Guitar repair – Another Yamaha, expect more problems (down the line)!!

And you all know how much I love the lower end product range of Yamaha, here in India! If you don’t, search for ‘Yamaha’ on this blogsite and read on!

And because I love the F310, F310P and the F280 so much, another one of those landed up on my work table!

It seemed that the young man who brought me the instrument had left it standing a day too long. A cursory inspection revealed that the guitar hadn’t been played much and the only sign that it was more than a couple of years old, was the belt rash (belt buckle scratches) on the back: a photograph of which I forgot to take.

He had brought in the guitar with the ‘e’ and ‘G’ strings broken and the others loose (first photo), and with the complaint that when up to full tension, the action at the 12th fret was “5 mm”!!!

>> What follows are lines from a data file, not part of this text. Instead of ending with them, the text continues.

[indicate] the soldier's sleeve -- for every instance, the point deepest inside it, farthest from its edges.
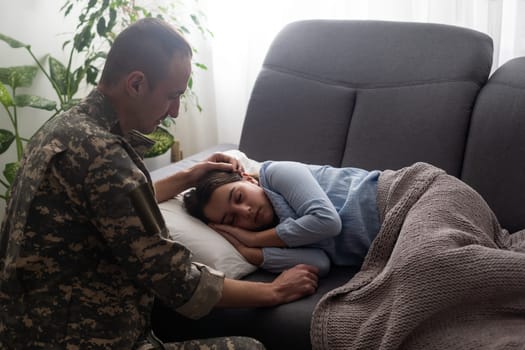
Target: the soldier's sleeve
(125, 213)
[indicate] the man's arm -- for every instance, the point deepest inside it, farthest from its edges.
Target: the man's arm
(172, 185)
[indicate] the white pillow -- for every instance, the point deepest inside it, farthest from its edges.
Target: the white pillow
(208, 247)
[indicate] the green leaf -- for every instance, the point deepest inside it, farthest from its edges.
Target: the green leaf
(70, 103)
(84, 38)
(91, 75)
(19, 76)
(10, 171)
(15, 44)
(5, 97)
(6, 139)
(101, 26)
(163, 142)
(35, 102)
(59, 74)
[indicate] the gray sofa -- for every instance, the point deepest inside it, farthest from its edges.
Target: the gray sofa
(374, 95)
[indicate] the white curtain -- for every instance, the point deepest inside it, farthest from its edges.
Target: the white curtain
(243, 30)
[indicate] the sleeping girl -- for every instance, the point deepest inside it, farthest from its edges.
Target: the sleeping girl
(292, 213)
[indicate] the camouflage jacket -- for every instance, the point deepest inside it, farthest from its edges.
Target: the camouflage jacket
(79, 268)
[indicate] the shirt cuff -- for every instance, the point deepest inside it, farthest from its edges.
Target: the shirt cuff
(206, 295)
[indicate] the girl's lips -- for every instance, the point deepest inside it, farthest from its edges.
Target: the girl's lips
(256, 217)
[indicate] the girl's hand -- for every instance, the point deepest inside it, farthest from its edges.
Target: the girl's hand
(253, 255)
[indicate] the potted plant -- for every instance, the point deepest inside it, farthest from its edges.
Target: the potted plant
(98, 24)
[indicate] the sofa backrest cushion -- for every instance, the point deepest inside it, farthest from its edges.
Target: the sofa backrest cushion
(495, 155)
(370, 94)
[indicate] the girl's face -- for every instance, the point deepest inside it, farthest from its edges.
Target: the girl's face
(242, 204)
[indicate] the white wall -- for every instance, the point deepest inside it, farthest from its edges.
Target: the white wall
(41, 24)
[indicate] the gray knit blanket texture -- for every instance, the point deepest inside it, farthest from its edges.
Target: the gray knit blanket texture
(441, 274)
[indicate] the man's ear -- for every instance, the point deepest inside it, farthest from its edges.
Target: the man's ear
(249, 178)
(136, 83)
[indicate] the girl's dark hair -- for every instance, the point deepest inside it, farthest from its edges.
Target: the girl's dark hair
(196, 199)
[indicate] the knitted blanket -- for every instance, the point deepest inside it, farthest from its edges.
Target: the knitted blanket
(441, 274)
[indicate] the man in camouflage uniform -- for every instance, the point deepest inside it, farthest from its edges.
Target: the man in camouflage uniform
(83, 247)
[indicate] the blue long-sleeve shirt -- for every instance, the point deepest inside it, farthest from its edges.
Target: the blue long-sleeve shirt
(326, 214)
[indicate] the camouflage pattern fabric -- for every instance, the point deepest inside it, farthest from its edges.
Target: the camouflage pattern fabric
(78, 269)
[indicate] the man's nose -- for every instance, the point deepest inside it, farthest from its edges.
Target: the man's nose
(173, 109)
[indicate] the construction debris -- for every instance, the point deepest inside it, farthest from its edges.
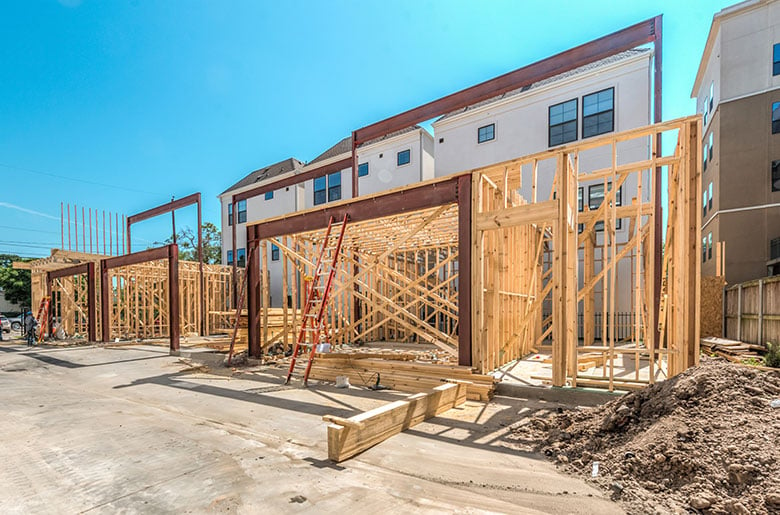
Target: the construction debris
(704, 440)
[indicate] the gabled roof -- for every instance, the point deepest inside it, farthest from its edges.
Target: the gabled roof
(269, 172)
(345, 145)
(588, 68)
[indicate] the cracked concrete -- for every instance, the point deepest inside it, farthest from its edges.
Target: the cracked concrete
(105, 430)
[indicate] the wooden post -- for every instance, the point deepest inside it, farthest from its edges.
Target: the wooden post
(739, 312)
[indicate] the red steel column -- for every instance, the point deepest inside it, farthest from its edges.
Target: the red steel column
(464, 267)
(173, 297)
(253, 295)
(105, 295)
(91, 303)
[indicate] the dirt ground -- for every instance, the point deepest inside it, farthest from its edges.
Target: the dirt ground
(134, 430)
(706, 441)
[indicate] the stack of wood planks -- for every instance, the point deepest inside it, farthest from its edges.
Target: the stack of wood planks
(399, 373)
(732, 350)
(350, 436)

‘5 mm! 5 mm?,’ I asked him incredulously, and he nodded in affirmation.

However, there was no way to check that with the old strings and I had no other option but to work with new ones. The young man chose these

So, the old strings were taken off and while the strings were off, it gave me a chance to get the dirt and grime off areas that seemingly had never been touched before.

Also, while the strings were off, it gave me a chance to look into the belly of the beast. 

Again, I was unable to put my finger on the type of wood used for the bridgeplate, but what really shocked me was the gouge where the ‘A’ string ball-end would rest. It certainly didn’t look like wear, and even if there is an element of doubt, I must say that it looked like a manufacturing defect.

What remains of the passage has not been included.